The local hub thing seems an abdication of council responsibility for providing adult social care services. This diagram (1.2 in the doc) seems to show that Kirklees folk’s first port of call would be “self care” (code for buying medicine from a pharmacy) and relying on voluntary groups. What about people who can’t afford over the counter medicine? And what about the jobs of skilled, qualified Council staff working in adult social care?
The Kirklees Sustainability and Transformation Plan(2016) is full of neo-con (new right) dog whistles about removing public services under the pretext of increasing the “independence” of health and social care providers and people who use their services:
- Increased privatisation – “development of…independent sector social care provision” to make social care more “sustainable” – code for cheaper.
- “Provider alliances” and “development of business models to encourage providers to maximise independence” – independent of what? Public funding? Democratic accountability?
- “Improving independence of vulnerable adults” – Is their problem a lack of independence? I don’t think so.

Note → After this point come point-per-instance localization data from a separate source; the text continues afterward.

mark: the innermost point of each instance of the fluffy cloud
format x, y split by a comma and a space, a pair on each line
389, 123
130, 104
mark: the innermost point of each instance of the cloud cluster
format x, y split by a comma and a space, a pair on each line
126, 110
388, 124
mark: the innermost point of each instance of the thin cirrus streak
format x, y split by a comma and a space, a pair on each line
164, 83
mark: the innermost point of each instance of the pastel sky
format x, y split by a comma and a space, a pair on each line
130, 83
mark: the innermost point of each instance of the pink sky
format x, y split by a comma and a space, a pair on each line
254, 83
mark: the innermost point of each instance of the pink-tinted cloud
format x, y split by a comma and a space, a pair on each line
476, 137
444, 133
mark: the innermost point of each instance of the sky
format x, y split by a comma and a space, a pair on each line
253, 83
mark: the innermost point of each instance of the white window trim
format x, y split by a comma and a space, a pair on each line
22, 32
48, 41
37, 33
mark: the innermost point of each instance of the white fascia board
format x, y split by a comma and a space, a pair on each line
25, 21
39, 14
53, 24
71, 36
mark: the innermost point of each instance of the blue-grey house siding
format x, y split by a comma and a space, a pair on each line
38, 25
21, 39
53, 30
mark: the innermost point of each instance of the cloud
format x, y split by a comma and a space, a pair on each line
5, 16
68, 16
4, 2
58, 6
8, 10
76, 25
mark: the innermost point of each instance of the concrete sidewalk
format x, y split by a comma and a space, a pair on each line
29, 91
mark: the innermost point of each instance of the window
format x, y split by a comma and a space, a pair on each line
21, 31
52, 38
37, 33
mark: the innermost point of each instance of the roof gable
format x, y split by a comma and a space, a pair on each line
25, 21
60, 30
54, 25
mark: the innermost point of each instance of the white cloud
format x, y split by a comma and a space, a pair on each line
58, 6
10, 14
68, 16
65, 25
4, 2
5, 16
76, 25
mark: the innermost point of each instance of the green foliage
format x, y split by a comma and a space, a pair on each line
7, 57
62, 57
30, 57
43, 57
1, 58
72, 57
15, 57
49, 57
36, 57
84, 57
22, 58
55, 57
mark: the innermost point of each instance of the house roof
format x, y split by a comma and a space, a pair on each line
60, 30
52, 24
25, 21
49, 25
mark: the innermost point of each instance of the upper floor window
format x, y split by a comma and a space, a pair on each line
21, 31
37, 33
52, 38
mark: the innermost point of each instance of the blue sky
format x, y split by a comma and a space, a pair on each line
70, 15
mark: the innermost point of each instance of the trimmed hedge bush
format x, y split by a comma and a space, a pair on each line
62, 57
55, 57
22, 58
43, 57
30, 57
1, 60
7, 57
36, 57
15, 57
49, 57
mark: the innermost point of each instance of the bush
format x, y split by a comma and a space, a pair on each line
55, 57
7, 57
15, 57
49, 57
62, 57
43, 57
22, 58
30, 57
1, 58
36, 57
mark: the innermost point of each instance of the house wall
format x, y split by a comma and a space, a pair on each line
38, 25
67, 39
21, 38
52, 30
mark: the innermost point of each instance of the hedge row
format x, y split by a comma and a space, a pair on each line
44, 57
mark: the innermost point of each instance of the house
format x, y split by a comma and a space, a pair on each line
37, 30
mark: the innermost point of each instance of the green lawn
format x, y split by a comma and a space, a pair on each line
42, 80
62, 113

Shades here of neo-con/new right sociologist Charles Murray: the one in the 1980s who basically blamed poverty and social problems – and by implication the ill health that accompanies them – on the people who are suffering them. The one who described such people as an underclass, in a move to revive the Victorian concept of the “undeserving poor”, to separate “shirkers” from “strivers”. His remedy was that poor folk living in difficult social circumstances should have their social security support removed because that is what allows them to wallow in their poverty, illness and social problems. A prescription that the mainstream media seized on and broadcast.
This is the ideology that’s implicitly driving the Sustainability and Transformation Plans/Partnerships and the Accountable Care Systems they are spawning.
Two aspects to this integrated care stuff
- Integrated commissioning (both Greater Huddersfield and North Kirklees CCGs and the Council)
- An integrated model for out of hospital care (ie what they would commission)
1.16 of the doc says that Kirklees is integrating the two Clinical Commissioning Groups now, and then will integrate them with the Council, which “commits to aligning its commissioning resources in the short term”. And then an Integrated Commissioning Board would be a Joint Committee of the CCGs and Council, led by a jointly appointed Director of Integrated Commissioning.
1.2 of the doc says that commissioners will carry out “population based commissioning”. This means paying for the whole range of out-of-hospital care through a contract for a fixed annual amount, based on a per person payment for the whole population.
Pooled budgets used for population based commissioning is the basis of NHS England’s new draft Accountable Care Organisation contract that they published last August and that is now the subject of two legal challenges.
Integrated out of hospital care “can significantly affect incumbent NHS providers”
This is the crunch(1.14):
“The procurement phase will be lengthy and needs to recognise a range of key dependencies, including the end date on the current Care Closer to Home contract in 2020. Given the scale and complexity of the potential procurement it is expected that the Integrated Support and Assurance Process (ISAP) will be applicable …the contractual arrangements through which some new care models will be implemented may mean contracting for new models of acre [sic] is ‘novel’ and that the bidder’s organisational forms may be complex and can significantly affect incumbent NHS providers.”
RED FLASHING LIGHTS what kind of significant effect on current NHS providers – ie our hospitals, NHS mental health providers and GPs????Calling them “incumbent” implies that they might no longer be incumbent after a mystery “bidder” has been awarded the contract for integrated out of hospital care.